Straight genre stuff. No ghosts, no monsters, no alternate history, no weird shit. Guys with guns trying to get what they want. Something that would sell. That could be placed in a specific section of a bookstore without someone having to think about it.
I wrote it, that crime novel, and it was the worst year of my writing life, without a doubt.
It was also the worst book I’ve ever written. Yep, even worse than The Heavy Handed Monkey Wrench Gang Part Deux that I exuberantly vomited up when I was twenty years old. From a technical aspect it was assuredly better (I had a few decades of experience at that point), but it was a hundred thousand words of absolute joylessness. And that is the only real, tangible, twenty-words-or-less, boots-on-the-ground lesson that I feel comfortable sharing as irrefutable: Write what you want to write.
Writing is hard enough as it is.
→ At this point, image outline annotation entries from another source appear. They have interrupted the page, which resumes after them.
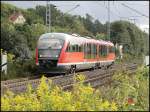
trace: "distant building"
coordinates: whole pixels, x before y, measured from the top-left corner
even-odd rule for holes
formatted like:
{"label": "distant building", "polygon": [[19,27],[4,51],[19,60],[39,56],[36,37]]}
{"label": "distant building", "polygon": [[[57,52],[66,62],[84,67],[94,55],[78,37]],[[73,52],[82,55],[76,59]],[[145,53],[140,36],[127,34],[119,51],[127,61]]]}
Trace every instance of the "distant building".
{"label": "distant building", "polygon": [[24,22],[26,21],[21,12],[13,13],[9,17],[9,20],[12,21],[14,24],[24,24]]}

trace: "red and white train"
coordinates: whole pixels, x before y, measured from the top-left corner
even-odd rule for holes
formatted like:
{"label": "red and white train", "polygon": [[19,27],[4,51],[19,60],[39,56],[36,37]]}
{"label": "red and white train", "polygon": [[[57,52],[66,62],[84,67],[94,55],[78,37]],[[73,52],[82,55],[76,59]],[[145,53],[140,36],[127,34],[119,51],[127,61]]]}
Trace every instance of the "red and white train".
{"label": "red and white train", "polygon": [[115,61],[114,44],[109,41],[65,33],[40,36],[36,64],[41,73],[72,73],[81,69],[110,66]]}

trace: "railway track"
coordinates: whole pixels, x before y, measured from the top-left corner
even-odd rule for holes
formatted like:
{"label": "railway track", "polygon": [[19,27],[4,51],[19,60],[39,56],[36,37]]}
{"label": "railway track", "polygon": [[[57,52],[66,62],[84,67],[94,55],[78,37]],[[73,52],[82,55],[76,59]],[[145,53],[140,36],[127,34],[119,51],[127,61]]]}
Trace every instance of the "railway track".
{"label": "railway track", "polygon": [[[128,70],[129,72],[133,72],[136,69],[136,64],[127,64],[120,66],[123,70]],[[104,85],[107,82],[110,82],[111,76],[114,74],[116,69],[118,69],[118,65],[113,66],[110,69],[97,69],[94,71],[84,71],[79,72],[81,74],[85,74],[84,83],[90,83],[93,87]],[[78,74],[78,73],[77,73]],[[74,85],[73,80],[74,74],[70,75],[60,75],[55,77],[49,77],[52,80],[53,84],[61,86],[64,90],[71,89]],[[21,78],[15,80],[7,80],[1,81],[1,94],[4,94],[6,90],[11,90],[14,93],[21,93],[27,90],[27,85],[31,84],[32,88],[36,88],[40,84],[40,78],[32,77],[32,78]]]}

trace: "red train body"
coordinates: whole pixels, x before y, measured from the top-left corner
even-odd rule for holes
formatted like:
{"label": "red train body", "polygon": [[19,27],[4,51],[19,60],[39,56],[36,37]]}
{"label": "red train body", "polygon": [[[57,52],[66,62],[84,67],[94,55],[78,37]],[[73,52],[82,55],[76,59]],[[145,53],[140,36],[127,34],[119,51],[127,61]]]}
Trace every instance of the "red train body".
{"label": "red train body", "polygon": [[110,66],[115,61],[114,45],[65,33],[41,35],[36,48],[36,64],[42,73]]}

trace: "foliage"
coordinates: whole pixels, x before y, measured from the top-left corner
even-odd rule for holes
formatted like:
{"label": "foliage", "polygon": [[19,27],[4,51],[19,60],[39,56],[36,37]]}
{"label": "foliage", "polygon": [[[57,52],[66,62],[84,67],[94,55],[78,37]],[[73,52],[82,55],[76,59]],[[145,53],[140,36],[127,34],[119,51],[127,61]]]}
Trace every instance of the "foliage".
{"label": "foliage", "polygon": [[107,39],[107,36],[103,33],[97,33],[96,34],[96,39],[102,39],[102,40],[106,40]]}
{"label": "foliage", "polygon": [[31,86],[26,93],[14,95],[10,91],[2,98],[2,111],[90,111],[117,110],[116,103],[103,100],[98,90],[90,85],[83,85],[84,76],[78,75],[73,91],[62,91],[54,86],[51,80],[46,83],[42,77],[38,88],[33,91]]}
{"label": "foliage", "polygon": [[107,88],[100,88],[108,101],[114,101],[119,110],[149,110],[149,69],[141,67],[135,74],[117,73],[114,82]]}
{"label": "foliage", "polygon": [[[16,55],[16,57],[31,57],[30,52],[35,49],[37,39],[47,31],[45,26],[45,6],[36,8],[19,9],[13,5],[2,3],[1,37],[2,48]],[[14,25],[8,18],[14,12],[23,13],[26,22],[24,25]],[[54,5],[51,5],[51,29],[52,32],[78,33],[81,36],[106,39],[108,22],[102,24],[91,15],[86,17],[62,13]],[[127,21],[115,21],[111,23],[110,40],[124,44],[124,53],[131,55],[148,54],[148,35],[137,26]],[[15,48],[15,49],[13,49]],[[24,48],[24,49],[23,49]],[[29,55],[27,56],[27,54]]]}
{"label": "foliage", "polygon": [[[133,56],[142,56],[148,51],[148,35],[136,25],[127,21],[111,23],[111,41],[123,44],[123,52]],[[147,44],[146,44],[147,43]]]}
{"label": "foliage", "polygon": [[74,77],[72,91],[63,91],[46,77],[36,90],[29,85],[26,93],[14,95],[8,91],[1,98],[2,111],[148,111],[148,68],[135,74],[116,73],[109,87],[94,89],[85,85],[84,75]]}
All that fear and doubt, all that nagging, sharp-toothed insecurity to wade through every time we sit down and get to work? The joy should be there to combat all that, even as we walk the tightrope. What’s the point otherwise?
I spent an unhappy year writing the crime novel and with a profound sense of relief, shelved it. Put it away.
Then I went and started writing the book that I wanted to write. And it too has suffered through a number of false starts and sudden, wild veers in plot and characterization. But it has all the hallmarks of strangeness in it, all those little capstones that make writing so meaningful and worthwhile to me, and I’m almost done.
Oh, and while that happened? We found a publisher for those two weird books.
And that’s what has changed for me. Not the false starts and missteps and abandoned chapters or plotlines. I’ve written enough books now to understand that that’s just my personal process. But trusting that process has become less of a gamble, less of a crazed leap of faith, and more a simple act of belief.
I know that if I keep working, even if I have to backpedal to unearth the really good stuff, the book will get done.